Use variations of substring()
from StringUtils
. This
next example parses a string that contains five numbers delimited by
parentheses, brackets, and a pipe symbol (N0
* (N1
,N2
)
[N3
,N4
] |
N5
):
String formatted = " 25 * (30,40) [50,60] | 30" PrintWriter out = System.out; out.print("N0: " + StringUtils.substringBeforeLast( formatted, "*" ) ); out.print(", N1: " + StringUtils.substringBetween( formatted, "(", "," ) ); out.print(", N2: " + StringUtils.substringBetween( formatted, ",", ")" ) ); out.print(", N3: " + StringUtils.substringBetween( formatted, "[", "," ) ); out.print(", N4: " + StringUtils.substringBetween( formatted, ",", "]" ) ); out.print(", N5: " + StringUtils.substringAfterLast( formatted, "|" ) );
This parses the formatted text and prints the following output:
N0: 25, N1: 30, N2: 40, N3: 50, N4: 60, N5: 30
The following public static methods come in handy when trying to extract information from a formatted string:
StringUtils.substringBetween(
)
Captures content between two strings
StringUtils.substringAfter(
)
Captures content that occurs after the specified string
StringUtils.substringBefore(
)
Captures content that occurs before a specified string
StringUtils.substringBeforeLast(
)
Captures content after the last occurrence of a specified string
StringUtils.substringAfterLast(
)
Captures content before the last occurrence of a specified string
To illustrate the use of these methods, here is an example of a feed of sports scores.
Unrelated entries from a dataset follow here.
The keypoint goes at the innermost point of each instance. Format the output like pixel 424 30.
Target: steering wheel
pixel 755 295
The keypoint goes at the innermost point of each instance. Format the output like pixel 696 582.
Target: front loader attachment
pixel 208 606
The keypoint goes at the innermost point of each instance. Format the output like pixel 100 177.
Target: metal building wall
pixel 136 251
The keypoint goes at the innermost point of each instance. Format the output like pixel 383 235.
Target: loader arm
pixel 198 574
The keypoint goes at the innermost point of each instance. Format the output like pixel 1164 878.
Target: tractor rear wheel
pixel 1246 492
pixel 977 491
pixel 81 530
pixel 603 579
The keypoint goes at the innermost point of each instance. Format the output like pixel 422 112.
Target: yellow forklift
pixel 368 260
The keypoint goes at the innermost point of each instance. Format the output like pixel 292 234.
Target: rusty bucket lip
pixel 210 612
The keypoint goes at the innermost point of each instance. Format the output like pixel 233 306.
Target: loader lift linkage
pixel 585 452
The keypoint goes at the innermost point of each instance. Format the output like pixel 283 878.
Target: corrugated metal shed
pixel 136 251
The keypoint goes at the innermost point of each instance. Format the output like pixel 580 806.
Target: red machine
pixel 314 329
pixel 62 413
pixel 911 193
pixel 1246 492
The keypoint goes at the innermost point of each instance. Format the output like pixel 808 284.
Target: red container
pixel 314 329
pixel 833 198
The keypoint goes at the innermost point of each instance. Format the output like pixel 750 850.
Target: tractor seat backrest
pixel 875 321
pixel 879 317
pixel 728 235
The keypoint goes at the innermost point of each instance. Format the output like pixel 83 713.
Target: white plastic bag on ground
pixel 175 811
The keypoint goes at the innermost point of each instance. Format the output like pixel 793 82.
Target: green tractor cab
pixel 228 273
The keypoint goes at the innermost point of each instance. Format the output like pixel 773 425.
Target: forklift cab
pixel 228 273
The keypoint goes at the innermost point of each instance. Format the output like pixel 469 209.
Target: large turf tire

Each record in the feed has a defined format, which resembles this feed description:
\(SOT)<sport>[<team1>,<team2>] (<score1>,<score2>)\(ETX) Notes: \(SOT) is ASCII character 2 "Start of Text", \(ETX) is ASCII character 4 "End of Transmission". Example: \(SOT)Baseball[BOS,SEA] (24,22)\(ETX) \(SOT)Basketball[CHI,NYC] (29,5)\(ETX)
The following example parses this feed using StringUtils
methods trim( )
, substringBetween( )
, and substringBefore( )
. The boxScore
variable holds a test string to
parse, and, once parsed, this code prints out the game score:
// Create a formatted string to parse - get this from a feed char SOT = '\u0002'; char ETX = '\u0004'; String boxScore = SOT + "Basketball[CHI,BOS](69,75)\r\n" + ETX; // Get rid of the archaic control characters boxScore = StringUtils.trim( boxScore ); // Parse the score into component parts String sport = StringUtils.substringBefore( boxScore, "[" ); String team1 = StringUtils.substringBetween( boxScore, "[", "," ); String team2 = StringUtils.substringBetween( boxScore, ",", "]" ); String score1 = StringUtils.substringBetween( boxScore, "(", "," ); String score2 = StringUtils.substringBetween( boxScore, ",", ")" ); PrintWriter out = System.out out.println( "**** " + sport + " Score" ); out.println( "\t" + team1 + "\t" + score1 ); out.println( "\t" + team2 + "\t" + score2 );
This code parses a score, and prints the following output:
**** Basketball CHI 69 BOS 75
In the previous example, StringUtils.trim( )
rids the text of the
SOT
and ETX
control characters. StringUtils.substringBefore( )
then reads the
sport name—"Basketball"—and substringBetween(
)
is used to retrieve the teams and scores.
At first glance, the value of these substring( )
variations is not obvious. The
previous example parsed this simple formatted string using three static
methods on StringUtils
, but how
difficult would it have been to implement this parsing without the aid
of Commons Lang? The following example parses the same string using only
methods available in the Java 1.4 J2SE:
// Find the sport name without using StringUtils boxScore = boxScore.trim( ); int firstBracket = boxScore.indexOf( "[" ); String sport = boxScore.substring( 0, firstBracket ); int firstComma = boxScore.indexOf( "," ); String team1 = boxScore.substring( firstBracket + 1, firstComma ); int secondBracket = boxScore.indexOf( "]" ); String team2 = boxScore.substring( firstComma + 1, secondBracket ); int firstParen = boxScore.indexOf( "(" ); int secondComma = boxScore.indexOf( ",", firstParen ); String score1 = boxScore.substring( firstParen + 1, secondComma ); int secondParen = boxScore.indexOf( ")" ); String score2 = boxScore.substring( secondComma + 1, secondParen );
This parses the string in a similar number of lines, but the code
is less straightforward and much more difficult to maintain. Instead of
simply calling a substringBetween( )
method, the previous example calls String.indexOf( )
and performs arithmetic with
an index while calling String.substring(
)
. Additionally, the substring(
)
methods on StringUtils
are null
-safe; the Java 1.4 example
could throw a NullPointerException
if
boxScore
was null
.
String.trim( )
has the same
behavior as StringUtils.trim( )
,
stripping the string of all whitespace and ASCII control characters.
StringUtils.trim()
is simply a
wrapper for the String.trim( )
method, but the StringUtils.trim( )
method can gracefully handle a null
input. If a null
value is passed to
StringUtils.trim()
, a null
value is returned.